Les sénateurs ont adopté mercredi la réforme portuaire qui prévoit la privatisation des activités de manutention et qui provoque, depuis plusieurs semaines, une tempête de protestation sur les docks, s'ajoutant à la grogne actuelle des pêcheurs.

Le gouvernement a fait un geste en direction des grutiers et portiqueurs en grève en faisant adopter à l'unanimité un amendement de dernière minute prévoyant la mise en place d'une convention collective sur la manutention avant le 30 juin 2009.
Le président Nicolas Sarkozy avait réaffirmé mardi lors d'un déplacement à Orléans sa volonté de mener à terme, "sans faiblesse", ce projet de loi, alors que des affrontements opposaient à Marseille grévistes et forces de l'ordre.

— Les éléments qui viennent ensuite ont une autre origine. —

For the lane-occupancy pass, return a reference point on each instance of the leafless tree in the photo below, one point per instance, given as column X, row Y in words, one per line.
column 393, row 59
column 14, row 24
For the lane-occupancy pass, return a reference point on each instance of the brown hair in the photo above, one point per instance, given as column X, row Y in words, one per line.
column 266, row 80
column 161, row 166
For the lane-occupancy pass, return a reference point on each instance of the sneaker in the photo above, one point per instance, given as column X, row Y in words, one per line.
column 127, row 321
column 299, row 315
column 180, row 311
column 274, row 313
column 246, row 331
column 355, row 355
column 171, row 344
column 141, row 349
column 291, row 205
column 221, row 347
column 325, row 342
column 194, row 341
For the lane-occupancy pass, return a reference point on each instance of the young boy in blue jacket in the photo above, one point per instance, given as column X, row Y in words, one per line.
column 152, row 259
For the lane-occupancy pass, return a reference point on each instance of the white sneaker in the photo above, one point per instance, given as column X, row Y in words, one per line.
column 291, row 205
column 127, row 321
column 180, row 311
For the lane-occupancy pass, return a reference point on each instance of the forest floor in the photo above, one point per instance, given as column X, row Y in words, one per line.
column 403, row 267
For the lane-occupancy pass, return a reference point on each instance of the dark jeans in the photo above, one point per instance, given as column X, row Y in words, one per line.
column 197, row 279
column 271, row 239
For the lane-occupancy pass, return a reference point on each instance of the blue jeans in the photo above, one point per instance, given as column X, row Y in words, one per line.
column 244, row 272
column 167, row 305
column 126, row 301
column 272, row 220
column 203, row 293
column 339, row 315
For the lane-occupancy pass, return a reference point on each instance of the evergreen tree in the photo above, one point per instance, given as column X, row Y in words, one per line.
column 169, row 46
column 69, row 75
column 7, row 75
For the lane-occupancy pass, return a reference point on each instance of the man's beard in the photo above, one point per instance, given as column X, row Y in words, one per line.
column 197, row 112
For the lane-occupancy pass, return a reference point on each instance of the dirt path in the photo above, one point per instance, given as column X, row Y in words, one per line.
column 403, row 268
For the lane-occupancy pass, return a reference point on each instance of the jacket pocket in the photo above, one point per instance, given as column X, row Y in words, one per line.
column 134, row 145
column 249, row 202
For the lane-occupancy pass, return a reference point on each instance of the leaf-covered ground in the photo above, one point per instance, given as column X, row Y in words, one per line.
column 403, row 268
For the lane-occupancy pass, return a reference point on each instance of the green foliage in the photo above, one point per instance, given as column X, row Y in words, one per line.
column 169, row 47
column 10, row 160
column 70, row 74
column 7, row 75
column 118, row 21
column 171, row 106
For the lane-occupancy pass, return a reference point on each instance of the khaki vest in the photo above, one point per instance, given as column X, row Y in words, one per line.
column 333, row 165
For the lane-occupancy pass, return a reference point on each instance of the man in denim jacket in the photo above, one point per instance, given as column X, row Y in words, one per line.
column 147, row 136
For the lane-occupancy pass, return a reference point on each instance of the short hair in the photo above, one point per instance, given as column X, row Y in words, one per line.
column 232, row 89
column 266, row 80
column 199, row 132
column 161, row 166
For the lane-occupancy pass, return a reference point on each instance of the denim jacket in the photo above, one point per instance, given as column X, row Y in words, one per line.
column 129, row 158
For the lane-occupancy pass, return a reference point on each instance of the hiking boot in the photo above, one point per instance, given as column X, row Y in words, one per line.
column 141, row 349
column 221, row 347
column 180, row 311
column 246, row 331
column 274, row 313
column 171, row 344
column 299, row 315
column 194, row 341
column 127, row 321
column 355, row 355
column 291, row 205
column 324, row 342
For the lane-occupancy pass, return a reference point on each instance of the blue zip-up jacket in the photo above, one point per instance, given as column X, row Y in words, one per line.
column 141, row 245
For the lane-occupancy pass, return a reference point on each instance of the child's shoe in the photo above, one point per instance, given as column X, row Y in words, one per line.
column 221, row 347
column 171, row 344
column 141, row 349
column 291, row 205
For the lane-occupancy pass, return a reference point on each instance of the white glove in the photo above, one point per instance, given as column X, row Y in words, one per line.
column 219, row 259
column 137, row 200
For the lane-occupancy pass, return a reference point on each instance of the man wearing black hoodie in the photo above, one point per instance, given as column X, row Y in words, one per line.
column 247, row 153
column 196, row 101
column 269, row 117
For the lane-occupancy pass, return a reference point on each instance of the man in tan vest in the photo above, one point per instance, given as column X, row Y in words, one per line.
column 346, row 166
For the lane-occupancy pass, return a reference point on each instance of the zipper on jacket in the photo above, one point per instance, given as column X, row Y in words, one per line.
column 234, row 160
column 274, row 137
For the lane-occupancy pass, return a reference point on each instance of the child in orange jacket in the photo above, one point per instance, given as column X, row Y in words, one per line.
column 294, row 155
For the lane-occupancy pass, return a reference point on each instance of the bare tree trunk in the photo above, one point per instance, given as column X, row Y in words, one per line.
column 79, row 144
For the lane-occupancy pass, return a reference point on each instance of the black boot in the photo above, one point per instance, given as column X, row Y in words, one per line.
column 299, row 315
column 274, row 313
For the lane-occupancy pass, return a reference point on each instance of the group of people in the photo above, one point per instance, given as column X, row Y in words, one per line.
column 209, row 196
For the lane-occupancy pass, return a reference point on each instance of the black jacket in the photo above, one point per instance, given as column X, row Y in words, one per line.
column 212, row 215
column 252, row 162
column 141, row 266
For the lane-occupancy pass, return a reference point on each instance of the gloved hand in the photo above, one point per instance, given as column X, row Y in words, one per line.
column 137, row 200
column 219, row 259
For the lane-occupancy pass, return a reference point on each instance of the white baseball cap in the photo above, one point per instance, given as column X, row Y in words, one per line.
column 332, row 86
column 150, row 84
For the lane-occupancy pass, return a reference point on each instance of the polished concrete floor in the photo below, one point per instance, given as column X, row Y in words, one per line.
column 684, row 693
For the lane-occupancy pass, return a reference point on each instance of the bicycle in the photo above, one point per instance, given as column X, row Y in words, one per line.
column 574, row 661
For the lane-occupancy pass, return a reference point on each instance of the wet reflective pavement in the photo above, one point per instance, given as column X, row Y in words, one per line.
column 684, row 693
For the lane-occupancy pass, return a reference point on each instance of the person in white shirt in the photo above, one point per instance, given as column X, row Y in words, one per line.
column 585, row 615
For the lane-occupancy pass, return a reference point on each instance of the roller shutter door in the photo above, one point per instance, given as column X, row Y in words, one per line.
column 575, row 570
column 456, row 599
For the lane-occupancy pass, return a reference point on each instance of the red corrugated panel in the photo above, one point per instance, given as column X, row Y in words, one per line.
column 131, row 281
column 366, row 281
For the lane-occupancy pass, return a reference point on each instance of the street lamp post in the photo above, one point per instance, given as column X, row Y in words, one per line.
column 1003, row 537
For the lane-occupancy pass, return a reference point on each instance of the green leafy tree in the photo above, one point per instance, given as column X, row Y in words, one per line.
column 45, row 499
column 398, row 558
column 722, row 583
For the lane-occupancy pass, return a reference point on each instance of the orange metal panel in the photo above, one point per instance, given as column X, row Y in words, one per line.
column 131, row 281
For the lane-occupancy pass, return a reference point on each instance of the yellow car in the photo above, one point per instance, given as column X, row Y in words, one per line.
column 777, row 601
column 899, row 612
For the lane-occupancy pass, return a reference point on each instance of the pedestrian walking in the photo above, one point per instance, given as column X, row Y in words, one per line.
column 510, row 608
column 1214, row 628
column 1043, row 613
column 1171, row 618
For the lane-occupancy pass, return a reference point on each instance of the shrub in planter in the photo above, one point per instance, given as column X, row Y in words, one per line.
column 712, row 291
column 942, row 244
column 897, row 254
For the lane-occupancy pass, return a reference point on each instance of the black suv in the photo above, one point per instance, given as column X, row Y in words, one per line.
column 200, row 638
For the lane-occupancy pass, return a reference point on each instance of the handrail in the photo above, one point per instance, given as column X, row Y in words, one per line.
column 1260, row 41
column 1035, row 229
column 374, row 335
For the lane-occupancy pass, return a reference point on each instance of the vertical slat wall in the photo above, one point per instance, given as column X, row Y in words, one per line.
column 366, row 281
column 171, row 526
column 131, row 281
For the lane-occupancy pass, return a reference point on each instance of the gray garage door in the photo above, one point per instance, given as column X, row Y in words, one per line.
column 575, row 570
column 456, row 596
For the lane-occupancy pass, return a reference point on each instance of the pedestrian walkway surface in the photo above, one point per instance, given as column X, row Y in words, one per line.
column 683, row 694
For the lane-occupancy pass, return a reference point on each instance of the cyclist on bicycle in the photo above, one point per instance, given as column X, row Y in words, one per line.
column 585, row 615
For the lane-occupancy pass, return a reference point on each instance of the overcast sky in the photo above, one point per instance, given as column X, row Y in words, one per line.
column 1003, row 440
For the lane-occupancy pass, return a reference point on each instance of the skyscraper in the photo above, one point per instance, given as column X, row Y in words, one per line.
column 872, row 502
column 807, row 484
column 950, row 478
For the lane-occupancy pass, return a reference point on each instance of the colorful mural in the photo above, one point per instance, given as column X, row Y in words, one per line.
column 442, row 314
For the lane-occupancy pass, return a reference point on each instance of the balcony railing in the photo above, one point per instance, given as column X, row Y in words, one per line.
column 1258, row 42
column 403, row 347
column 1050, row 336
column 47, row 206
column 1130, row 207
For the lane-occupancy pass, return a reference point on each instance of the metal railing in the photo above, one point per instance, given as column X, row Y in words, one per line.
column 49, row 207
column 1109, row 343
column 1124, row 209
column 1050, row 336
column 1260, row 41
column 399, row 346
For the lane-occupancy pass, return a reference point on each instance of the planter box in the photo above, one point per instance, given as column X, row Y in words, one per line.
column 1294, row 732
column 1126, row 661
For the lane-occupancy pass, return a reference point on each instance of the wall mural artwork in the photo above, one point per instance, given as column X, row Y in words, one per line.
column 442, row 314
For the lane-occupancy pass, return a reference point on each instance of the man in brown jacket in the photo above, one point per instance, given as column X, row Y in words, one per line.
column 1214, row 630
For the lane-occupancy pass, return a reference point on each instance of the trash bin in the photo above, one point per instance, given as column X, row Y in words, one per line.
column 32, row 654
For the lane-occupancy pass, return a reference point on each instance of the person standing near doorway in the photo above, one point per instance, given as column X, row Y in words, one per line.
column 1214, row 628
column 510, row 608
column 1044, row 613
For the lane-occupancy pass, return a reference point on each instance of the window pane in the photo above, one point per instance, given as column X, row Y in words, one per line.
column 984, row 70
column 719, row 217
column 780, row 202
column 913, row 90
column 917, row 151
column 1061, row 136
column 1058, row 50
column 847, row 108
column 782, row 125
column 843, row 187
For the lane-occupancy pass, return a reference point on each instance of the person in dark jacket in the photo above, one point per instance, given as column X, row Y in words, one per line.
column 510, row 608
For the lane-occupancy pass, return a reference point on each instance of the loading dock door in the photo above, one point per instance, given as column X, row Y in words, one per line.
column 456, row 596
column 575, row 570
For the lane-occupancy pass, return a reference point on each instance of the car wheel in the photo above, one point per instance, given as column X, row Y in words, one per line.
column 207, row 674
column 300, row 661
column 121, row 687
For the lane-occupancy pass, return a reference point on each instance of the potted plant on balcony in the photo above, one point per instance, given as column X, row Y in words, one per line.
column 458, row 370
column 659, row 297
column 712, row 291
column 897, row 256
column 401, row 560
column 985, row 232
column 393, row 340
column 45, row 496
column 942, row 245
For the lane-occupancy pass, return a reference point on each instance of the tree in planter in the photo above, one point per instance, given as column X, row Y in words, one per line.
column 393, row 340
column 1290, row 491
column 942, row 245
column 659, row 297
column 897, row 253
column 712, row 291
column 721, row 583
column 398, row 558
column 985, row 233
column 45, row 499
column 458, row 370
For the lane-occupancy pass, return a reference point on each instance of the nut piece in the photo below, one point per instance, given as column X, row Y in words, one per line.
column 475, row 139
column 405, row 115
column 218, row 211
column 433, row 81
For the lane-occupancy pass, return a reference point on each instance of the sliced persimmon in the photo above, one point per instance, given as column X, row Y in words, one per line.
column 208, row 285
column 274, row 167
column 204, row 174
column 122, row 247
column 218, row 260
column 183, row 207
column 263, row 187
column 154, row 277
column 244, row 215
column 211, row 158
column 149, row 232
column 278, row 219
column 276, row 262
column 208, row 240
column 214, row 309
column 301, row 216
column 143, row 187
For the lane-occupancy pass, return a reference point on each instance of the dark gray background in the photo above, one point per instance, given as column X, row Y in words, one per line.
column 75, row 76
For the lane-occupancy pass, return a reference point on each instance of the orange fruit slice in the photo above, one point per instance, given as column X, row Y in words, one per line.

Depuis son annonce par François Fillon, il y a plus d'un mois, des grèves perlées touchent l'ensemble des ports autonomes à l'appel de la puissante Fédération nationale des ports et docks (FNPD-CGT), entraînant la paralysie des terminaux.
"Chacun comprend la nécessité de relancer nos ports, car derrière il y a notre économie, notre commerce extérieur", a souligné le secrétaire d'Etat aux Transports, Dominique Bussereau, qui défendait ce texte. "C'est un enjeu extraordinaire", a renchéri le rapporteur UMP, Charles Revet.

Seuls l'UMP et les centristes ont voté le texte qui concerne les sept ports autonomes français: Dunkerque, Marseille, Le Havre, Rouen, La Rochelle, Bordeaux, Nantes-St-Nazaire, en recul par rapport à leurs concurrents européens.
Les socialistes, qui avaient privatisé en 1992, lorsqu'ils étaient au pouvoir les activités des dockers, se sont abstenus. Seuls les sénateurs communistes ont voté contre un texte qui, selon eux, fait des salariés "la variable d'ajustement des profits des opérateurs privés".
Le texte prévoit la cession des outillages des terminaux portuaires à des opérateurs privés. Les grutiers et portiqueurs actuellement salariés des ports autonomes, établissements publics, seront désormais employés par les entreprises privées, comme le sont les dockers depuis 1992.

Pour le gouvernement, il s'agit de mettre "sous commandement unique" l'exploitation des terminaux portuaires. Les partenaires sociaux ont jusqu'au 31 octobre pour s'entendre sur les modalités du transfert et l'accompagnement social.
Le projet, présenté en urgence (une lecture par assemblée), prévoit en outre un plan d'investissement des ports avec un doublement de la part de l'Etat.

Les sept ports autonomes seront rebaptisés "grands ports maritimes" et devront élaborer des projets stratégiques de développement. Leur gouvernance sera transformée avec un directoire et un conseil de surveillance (au lieu d'un conseil d'administration), afin de différencier les mission de contrôle de la gestion.

Le texte doit maintenant être discuté par les députés.